チェリーおにぎり事件3
毎度おなじみだがツマにはある能力がある。
木々にYES、NOクエスチョンを投げかけるとYES、NOで答えてくれるといったものだ。
ツマはさっそく質問を投げかけてみた。
「ここでおにぎりはなくなったのか?」
……YES。
頭の中でワープロの文字のようなものが浮かんだ。
「えー……それは休日のお昼か?」
……YES。
「イエスか。じゃあ、おにぎりを盗まれた人達がいた隣は子供連れか?」
……YES。
「おお、イエスっす!これはニッパーちゃんの推断が正しい感じっすね!」
ニッパーは当たるかもしれないと感じるとやたらと興味を出してきた。
「判断はまだできない。おにぎりを食べたのは子供か?」
……YES。
木々の返答はイエスだった。その瞬間、ツマががっくりとうなだれ、ニッパーはガッツポーズを取った。
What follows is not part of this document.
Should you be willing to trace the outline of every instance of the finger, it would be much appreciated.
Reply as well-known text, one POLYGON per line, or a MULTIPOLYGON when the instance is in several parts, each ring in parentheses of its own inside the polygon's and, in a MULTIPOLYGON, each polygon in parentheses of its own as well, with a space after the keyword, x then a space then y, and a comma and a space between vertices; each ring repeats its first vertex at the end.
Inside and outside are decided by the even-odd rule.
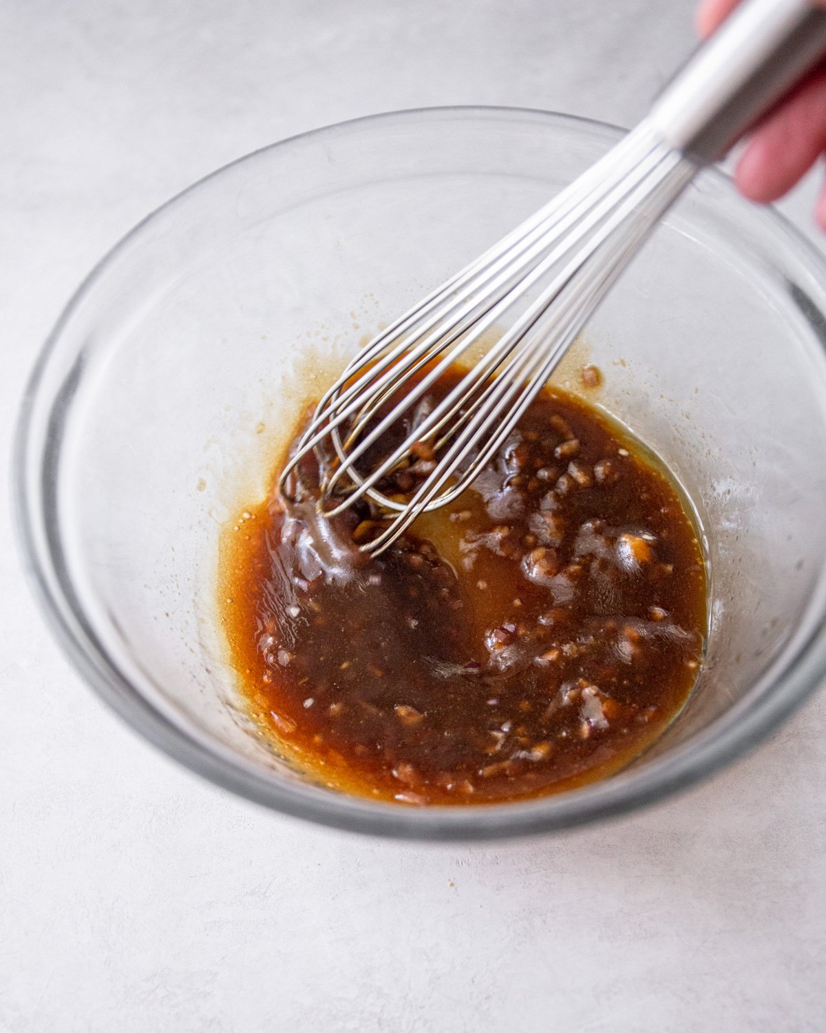
POLYGON ((734 10, 740 0, 701 0, 697 13, 697 31, 707 39, 734 10))
POLYGON ((821 68, 762 122, 737 163, 746 197, 776 200, 826 150, 826 68, 821 68))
「ほら!当たったっす!いたずらの坊主とかがおにぎりをつまんだんっすよ!」
「……いたずら……本当にそうなのか?私はもうちょっと柔軟に考えたい。……その子供はいたずらで盗んだのか?」
……NO。
「お?」
木々の返答にツマとニッパーは少しだけ固まった。
「ノーだ。ノーと言った。いたずらじゃないんだ。……じゃあどうして……?」
ツマの言葉には木々は返答しなかった。YES、NOクエスチョンではないからだ。
「よし、それを推理するっす。」
ニッパーはツマよりも先に結論を出そうと頭をひねり始めた。
「……。」
しばらくツマとニッパーは無言でいた。桜の花びらが風で舞っていく。目の前で行われているお年寄りたちの俳句大会は今も続いていた。
ツマがなんとなく俳句大会を眺めているとお年寄り達がお弁当を取り出しはじめた。
「はい、これが鮭、それでこれが昆布ですね。あ、おにぎりはどれも似ていますので具材を間違えないようにしてくださいね。」
優しそうなおばあさんが食事担当だったのか同じようなおにぎりを沢山出し始めた。
「あ……。」
その光景を眺め、ツマの目に光が宿った。